L’histoire de mon père est moins « exotique », mais pas plus simple pour autant. Né après la Libération, il serait le fruit de l’union de ma grand-mère avec un soldat russe sur le départ. Russe s’entend ici au sens large de l’époque, plutôt Russie mongole d’ailleurs, vus ses yeux. Les circonstances restent floues, mais mon père a ensuite été reconnu par son père adoptif au nom italiano-corse.

Et me voilà, femme Française avec des yeux bridés, un petit nez écrasé, de parents français, avec des origines franco-sino-russe et un nom à consonance italiano-corse… Un sacré mélange !

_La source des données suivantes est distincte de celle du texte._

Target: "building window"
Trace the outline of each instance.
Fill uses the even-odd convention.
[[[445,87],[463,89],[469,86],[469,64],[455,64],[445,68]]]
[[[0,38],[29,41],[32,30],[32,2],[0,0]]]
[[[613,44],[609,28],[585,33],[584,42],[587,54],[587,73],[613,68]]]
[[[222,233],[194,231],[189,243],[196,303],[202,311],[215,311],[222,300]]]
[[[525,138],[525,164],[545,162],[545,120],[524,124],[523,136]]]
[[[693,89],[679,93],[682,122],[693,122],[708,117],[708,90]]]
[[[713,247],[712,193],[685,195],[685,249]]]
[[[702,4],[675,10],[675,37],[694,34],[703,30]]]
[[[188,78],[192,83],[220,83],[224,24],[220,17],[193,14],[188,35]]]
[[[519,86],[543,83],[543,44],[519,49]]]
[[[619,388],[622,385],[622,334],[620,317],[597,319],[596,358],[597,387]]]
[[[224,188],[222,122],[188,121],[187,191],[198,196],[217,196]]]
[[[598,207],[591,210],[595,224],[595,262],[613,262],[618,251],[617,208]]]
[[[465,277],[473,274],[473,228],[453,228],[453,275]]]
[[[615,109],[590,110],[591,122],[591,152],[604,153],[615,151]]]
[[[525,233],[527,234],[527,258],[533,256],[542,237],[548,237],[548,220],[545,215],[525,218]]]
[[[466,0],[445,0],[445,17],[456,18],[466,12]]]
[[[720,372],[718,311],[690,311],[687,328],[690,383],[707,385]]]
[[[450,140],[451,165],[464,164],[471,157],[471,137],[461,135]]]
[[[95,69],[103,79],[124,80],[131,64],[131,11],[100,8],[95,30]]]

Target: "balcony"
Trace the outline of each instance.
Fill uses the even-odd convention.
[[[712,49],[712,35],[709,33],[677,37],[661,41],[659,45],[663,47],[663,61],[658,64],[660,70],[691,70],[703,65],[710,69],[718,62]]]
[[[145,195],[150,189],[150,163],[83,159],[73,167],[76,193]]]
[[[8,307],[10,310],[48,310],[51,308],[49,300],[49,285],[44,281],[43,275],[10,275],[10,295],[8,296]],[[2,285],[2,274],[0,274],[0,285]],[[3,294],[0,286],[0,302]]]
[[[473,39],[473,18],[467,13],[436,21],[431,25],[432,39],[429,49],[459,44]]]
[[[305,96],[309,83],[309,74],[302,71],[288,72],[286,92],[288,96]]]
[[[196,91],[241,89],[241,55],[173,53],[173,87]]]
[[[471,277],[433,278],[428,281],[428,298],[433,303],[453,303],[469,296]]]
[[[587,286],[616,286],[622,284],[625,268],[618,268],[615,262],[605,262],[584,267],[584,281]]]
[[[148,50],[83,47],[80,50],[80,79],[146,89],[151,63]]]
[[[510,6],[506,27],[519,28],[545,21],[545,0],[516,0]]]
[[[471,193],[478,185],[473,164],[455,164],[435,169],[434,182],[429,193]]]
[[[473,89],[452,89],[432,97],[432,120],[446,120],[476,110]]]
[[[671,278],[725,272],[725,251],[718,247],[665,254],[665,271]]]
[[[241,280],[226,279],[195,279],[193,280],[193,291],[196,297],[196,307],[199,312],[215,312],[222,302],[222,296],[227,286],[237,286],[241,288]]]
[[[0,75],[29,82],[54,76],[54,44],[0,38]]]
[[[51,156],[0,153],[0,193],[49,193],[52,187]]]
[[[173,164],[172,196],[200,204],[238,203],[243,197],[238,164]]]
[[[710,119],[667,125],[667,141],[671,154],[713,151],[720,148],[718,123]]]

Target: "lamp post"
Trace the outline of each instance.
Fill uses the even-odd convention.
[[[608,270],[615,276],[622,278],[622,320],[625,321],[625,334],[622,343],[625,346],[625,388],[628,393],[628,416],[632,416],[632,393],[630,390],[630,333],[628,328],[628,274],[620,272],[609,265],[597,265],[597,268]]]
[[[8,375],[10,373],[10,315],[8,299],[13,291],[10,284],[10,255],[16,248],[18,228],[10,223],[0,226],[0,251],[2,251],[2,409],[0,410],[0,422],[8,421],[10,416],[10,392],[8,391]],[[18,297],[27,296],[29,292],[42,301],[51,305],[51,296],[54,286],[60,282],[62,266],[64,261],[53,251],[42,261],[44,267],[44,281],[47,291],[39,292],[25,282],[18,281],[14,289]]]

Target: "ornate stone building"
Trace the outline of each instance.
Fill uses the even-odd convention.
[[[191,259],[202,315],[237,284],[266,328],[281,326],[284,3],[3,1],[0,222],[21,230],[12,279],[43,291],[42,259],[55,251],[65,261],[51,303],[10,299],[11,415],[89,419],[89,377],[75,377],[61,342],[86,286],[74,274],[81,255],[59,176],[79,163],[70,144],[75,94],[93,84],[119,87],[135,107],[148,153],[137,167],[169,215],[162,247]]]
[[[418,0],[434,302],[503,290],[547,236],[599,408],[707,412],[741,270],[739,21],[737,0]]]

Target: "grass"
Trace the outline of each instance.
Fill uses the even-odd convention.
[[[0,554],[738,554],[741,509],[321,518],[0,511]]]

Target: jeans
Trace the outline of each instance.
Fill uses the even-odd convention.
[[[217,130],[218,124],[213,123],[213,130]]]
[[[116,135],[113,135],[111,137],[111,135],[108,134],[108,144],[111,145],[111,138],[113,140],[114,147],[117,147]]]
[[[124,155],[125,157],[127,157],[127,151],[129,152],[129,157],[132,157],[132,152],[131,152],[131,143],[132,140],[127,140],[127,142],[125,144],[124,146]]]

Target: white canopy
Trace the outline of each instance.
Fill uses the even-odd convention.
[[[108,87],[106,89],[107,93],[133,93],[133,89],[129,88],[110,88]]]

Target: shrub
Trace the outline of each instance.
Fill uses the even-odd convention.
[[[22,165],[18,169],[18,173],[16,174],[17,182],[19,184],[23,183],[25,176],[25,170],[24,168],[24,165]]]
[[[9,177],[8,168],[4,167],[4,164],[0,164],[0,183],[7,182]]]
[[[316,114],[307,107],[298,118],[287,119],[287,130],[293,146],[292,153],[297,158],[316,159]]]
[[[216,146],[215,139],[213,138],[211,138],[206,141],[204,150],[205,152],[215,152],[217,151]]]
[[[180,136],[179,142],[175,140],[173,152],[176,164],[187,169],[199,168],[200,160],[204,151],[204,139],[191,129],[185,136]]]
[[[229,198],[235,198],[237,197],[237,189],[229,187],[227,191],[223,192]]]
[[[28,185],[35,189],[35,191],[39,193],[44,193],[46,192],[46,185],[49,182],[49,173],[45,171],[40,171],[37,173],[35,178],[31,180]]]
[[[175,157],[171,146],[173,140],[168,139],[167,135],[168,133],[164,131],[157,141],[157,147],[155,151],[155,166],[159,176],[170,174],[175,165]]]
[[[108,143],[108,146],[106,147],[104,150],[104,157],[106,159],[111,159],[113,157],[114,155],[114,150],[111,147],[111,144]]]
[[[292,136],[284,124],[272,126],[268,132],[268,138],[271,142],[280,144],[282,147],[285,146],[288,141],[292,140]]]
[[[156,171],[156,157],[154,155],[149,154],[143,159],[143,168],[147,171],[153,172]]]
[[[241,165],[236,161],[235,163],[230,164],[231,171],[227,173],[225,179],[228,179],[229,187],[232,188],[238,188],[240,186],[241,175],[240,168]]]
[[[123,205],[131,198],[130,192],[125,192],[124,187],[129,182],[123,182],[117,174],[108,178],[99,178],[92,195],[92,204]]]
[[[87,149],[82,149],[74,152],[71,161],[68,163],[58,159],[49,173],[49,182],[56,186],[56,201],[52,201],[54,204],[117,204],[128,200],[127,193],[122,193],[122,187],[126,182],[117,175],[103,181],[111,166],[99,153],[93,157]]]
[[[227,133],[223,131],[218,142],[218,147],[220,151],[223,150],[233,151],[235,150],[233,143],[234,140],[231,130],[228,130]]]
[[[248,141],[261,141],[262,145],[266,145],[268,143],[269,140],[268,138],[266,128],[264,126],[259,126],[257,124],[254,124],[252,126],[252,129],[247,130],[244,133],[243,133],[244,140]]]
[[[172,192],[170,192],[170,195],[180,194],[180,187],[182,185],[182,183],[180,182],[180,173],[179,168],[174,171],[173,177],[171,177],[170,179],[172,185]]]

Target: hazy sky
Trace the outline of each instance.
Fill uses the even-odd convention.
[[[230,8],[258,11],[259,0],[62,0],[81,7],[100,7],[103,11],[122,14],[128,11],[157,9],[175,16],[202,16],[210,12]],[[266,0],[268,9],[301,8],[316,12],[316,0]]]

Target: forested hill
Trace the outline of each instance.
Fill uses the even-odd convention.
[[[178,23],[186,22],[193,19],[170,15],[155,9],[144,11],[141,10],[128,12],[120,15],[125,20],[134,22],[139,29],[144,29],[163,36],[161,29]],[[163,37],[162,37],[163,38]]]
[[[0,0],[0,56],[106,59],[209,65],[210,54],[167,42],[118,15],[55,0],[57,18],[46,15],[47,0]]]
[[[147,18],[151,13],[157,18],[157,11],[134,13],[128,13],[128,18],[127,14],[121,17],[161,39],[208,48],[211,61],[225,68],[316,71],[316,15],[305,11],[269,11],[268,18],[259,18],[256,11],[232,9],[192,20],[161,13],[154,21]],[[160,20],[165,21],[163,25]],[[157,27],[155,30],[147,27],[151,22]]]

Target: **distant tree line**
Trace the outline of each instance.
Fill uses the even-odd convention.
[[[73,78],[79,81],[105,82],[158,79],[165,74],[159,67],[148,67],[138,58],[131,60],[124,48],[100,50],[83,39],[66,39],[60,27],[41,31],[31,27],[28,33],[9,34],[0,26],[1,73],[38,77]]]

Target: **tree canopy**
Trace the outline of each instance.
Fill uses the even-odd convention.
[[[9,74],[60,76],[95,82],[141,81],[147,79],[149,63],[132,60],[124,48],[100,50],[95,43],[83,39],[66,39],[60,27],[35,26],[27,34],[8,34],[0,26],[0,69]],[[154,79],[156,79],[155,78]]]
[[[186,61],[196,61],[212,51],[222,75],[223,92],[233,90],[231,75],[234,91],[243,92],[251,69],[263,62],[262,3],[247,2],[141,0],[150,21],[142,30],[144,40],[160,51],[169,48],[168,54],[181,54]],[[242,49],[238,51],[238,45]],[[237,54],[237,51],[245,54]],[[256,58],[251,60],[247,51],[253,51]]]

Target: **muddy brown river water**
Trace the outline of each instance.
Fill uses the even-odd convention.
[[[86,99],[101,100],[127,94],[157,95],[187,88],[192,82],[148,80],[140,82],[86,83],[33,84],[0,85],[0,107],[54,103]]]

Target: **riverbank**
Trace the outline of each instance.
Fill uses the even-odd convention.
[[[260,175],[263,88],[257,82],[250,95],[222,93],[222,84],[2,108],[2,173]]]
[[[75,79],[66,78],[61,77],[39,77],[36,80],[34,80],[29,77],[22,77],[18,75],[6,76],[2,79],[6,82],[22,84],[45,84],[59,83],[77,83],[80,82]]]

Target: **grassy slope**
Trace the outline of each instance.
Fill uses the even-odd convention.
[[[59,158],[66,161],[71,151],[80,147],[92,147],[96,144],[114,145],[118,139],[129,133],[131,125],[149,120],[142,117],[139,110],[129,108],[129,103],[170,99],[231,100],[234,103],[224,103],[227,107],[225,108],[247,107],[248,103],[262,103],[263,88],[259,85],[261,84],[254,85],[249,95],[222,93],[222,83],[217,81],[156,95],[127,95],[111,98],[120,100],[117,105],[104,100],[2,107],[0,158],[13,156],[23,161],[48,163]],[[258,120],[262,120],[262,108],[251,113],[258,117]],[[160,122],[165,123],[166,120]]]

Fière d’être une enfant du monde, j’ai pourtant fui la communauté asiatique

Comme je le dis très souvent, je suis une banane : jaune à l’extérieur, blanche à l’intérieur. Je ne parle pas chinois. Je ne fête pas le nouvel an chinois. J’ai longtemps fui les asiatiques, tout en restant attirée par leurs cultures.

Ma mère a beaucoup de mal à partager son histoire et celle de ses parents. Il va vraiment falloir que je me décide à chercher par moi-même… Il y a beaucoup d’éléments idéalisés et de trous noirs qui ne seront surement jamais comblés. Ces non-réponses à mes questions ont creusé le fossé entre ma culture chinoise et moi-même, et entre ma mère et moi.

J’ai toujours eu le « cul entre deux chaises ». J’avais les yeux trop bridés pour être Française. Je connaissais trop peu la culture chinoise pour m’y intégrer – et je n’en avais pas envie. J’ai trop de caractère. Je n’avais pas le nom qui allait avec mon visage. Mais je n’ai jamais renié la richesse de mes origines. J’ai juste préféré me définir comme une enfant du monde et j’ai donc fui les communautés, dont la communauté chinoise.

Savoir où je vais

Depuis une petite dizaine d’année, la communauté asiatique sort de son silence, et pour cause, la nouvelle génération n’est plus celle de nos parents ni de nos grands-parents. Il est temps aussi pour les asiatiques – et je vais désormais dire pour nous – de se faire comprendre dans toute notre diversité et de mettre fin aux stéréotypes qui nous rendent vulnérables.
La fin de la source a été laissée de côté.